Great Basin National Park has unveiled a new exhibit dedicated to one of its best-known artifacts.
The “Forgotten Winchester,” a 137-year-old rifle discovered leaning against a tree in the Nevada park in 2014, is now on permanent display at the main visitor center in Baker, 300 miles northwest of Las Vegas.
The weathered rifle is housed in a case designed to simulate the way it looked when park archaeologist Eva Jensen stumbled across it in the hills above Strawberry Creek.
News of its discovery made headlines around the world and sparked ongoing speculation about its past.
Almost five years later, though, park officials still don’t know who the rifle belonged to or why it was left there.
What they do know is that it was manufactured in February 1882 and shipped from Winchester’s factory in New Haven, Connecticut, in June 1882. No sales or ownership records have been found.
Based on its condition, experts believe the Winchester Model 1873 might have been abandoned in the forest more than a century ago.
Its recovery came in the nick of time.

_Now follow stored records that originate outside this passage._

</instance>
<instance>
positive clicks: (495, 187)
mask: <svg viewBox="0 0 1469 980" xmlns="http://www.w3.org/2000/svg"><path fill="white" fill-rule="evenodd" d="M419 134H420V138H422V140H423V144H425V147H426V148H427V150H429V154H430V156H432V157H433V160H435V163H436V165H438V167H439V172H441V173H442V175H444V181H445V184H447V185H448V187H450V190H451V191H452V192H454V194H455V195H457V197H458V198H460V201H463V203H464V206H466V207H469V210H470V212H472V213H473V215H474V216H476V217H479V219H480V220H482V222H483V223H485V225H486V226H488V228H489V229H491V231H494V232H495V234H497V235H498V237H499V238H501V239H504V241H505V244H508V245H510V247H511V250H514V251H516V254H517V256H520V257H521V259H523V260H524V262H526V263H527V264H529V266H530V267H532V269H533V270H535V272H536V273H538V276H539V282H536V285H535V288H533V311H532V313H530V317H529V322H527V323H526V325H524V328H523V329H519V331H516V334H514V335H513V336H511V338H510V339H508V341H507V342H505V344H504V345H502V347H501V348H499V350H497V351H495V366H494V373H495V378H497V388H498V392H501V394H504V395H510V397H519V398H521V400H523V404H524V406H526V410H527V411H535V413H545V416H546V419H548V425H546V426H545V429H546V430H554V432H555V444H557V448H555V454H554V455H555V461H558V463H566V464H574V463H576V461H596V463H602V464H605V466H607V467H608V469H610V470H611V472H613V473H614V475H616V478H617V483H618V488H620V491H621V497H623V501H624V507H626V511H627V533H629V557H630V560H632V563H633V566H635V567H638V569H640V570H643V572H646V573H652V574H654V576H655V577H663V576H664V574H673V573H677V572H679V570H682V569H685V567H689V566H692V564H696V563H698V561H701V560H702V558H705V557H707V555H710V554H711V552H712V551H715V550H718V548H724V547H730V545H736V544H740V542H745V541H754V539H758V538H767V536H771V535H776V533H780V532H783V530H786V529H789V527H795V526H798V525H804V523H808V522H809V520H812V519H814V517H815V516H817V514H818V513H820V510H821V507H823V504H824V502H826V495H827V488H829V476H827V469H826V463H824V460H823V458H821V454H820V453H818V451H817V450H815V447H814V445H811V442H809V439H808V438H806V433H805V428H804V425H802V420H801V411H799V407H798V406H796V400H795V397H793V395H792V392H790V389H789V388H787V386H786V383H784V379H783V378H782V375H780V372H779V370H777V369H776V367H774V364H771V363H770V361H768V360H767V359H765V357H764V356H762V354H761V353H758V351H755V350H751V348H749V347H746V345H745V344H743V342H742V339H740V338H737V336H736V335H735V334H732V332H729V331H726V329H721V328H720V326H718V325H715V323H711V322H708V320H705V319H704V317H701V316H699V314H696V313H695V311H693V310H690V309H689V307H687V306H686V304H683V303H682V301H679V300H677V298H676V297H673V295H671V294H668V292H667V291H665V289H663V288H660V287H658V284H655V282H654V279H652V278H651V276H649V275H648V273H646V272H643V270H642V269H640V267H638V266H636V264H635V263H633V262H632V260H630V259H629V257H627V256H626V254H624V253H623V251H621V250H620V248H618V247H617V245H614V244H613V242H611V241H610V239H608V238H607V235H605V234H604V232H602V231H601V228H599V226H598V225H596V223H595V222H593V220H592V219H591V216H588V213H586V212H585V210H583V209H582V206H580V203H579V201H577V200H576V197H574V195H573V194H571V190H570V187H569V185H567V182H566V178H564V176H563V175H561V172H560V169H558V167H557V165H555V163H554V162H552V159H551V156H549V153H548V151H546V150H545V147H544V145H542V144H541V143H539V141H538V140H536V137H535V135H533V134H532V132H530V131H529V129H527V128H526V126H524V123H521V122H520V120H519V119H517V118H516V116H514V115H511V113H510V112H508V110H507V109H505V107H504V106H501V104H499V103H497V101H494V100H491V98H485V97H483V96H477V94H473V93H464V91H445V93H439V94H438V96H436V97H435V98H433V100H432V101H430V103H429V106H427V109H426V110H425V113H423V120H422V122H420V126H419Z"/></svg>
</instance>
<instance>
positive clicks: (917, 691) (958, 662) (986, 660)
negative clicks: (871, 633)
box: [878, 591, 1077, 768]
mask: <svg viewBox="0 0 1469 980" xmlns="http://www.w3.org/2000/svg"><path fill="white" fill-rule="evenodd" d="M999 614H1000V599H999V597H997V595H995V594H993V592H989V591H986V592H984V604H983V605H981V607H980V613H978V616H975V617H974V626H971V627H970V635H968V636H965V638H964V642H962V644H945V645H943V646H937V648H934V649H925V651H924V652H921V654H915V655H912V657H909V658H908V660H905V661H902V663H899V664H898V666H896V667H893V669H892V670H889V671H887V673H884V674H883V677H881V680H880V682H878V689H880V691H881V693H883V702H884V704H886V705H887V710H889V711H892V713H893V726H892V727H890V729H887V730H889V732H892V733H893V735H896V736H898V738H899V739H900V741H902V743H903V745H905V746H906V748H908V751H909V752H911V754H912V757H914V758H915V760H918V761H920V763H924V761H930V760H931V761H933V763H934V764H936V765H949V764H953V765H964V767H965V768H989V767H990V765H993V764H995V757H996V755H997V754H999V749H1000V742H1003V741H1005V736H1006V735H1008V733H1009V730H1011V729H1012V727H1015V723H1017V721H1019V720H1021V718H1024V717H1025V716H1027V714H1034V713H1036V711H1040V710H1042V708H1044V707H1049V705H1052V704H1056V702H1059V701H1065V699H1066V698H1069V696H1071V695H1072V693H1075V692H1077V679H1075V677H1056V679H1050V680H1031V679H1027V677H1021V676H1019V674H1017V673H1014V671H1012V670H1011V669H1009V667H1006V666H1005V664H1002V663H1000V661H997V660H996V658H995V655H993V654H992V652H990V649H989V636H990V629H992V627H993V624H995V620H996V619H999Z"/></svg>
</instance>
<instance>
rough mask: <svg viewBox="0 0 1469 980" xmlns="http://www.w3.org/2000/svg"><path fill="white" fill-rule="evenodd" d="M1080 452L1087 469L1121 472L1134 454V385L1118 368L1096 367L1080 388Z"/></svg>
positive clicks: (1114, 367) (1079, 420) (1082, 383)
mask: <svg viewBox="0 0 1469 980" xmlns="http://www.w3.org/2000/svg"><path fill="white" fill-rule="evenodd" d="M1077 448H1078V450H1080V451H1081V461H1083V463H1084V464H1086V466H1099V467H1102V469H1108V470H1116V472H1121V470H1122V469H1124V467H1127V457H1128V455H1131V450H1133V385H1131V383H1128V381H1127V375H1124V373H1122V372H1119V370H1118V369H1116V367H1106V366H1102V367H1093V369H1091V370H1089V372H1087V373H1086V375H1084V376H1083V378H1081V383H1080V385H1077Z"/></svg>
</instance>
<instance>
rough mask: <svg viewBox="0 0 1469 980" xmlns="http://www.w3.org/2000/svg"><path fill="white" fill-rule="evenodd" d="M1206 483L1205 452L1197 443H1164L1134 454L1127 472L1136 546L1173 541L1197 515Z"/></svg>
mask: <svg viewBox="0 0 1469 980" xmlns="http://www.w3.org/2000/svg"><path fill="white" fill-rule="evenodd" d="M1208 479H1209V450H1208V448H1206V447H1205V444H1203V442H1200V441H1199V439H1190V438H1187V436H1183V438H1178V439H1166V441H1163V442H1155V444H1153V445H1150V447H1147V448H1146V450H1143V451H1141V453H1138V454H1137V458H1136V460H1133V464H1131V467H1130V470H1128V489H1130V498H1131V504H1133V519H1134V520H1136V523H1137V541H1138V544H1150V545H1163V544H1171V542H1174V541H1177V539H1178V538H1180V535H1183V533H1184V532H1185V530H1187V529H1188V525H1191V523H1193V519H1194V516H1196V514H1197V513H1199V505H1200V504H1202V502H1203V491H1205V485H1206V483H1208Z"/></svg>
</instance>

Two years after Jensen found the rifle, a lighting-sparked wildfire swept across the hillside, reducing the tree it was leaning on to a charred black stick.
“The exhibit is a showcase for visitors to discover the rifle’s mysterious story and become inspired to imagine, investigate, and care about a piece of their American history,” said Nichole Andler, the park’s chief of interpretation.
Included in the display is a .44-40 caliber bullet that was discovered inside the rifle’s stock, where cleaning rods normally were kept. The cartridge is thought to have been made between 108 and 130 years ago by Connecticut-based Union Metallic Cartridge Co., a long-gone manufacturer that merged with Remington in 1912.
The new exhibit also highlights the role the Model 1873 played in the history of the West.
The display was designed and funded by the National Park Service, the Great Basin National Park Foundation and the Fund for People in Parks, a San Francisco Bay Area-based nonprofit that sponsors improvements at some of the West’s smaller, less famous park sites.
“It has been a fun and inspiring project to work on with our park staff and our partners to complete this exhibit and give the Forgotten Winchester a permanent home,” Andler said.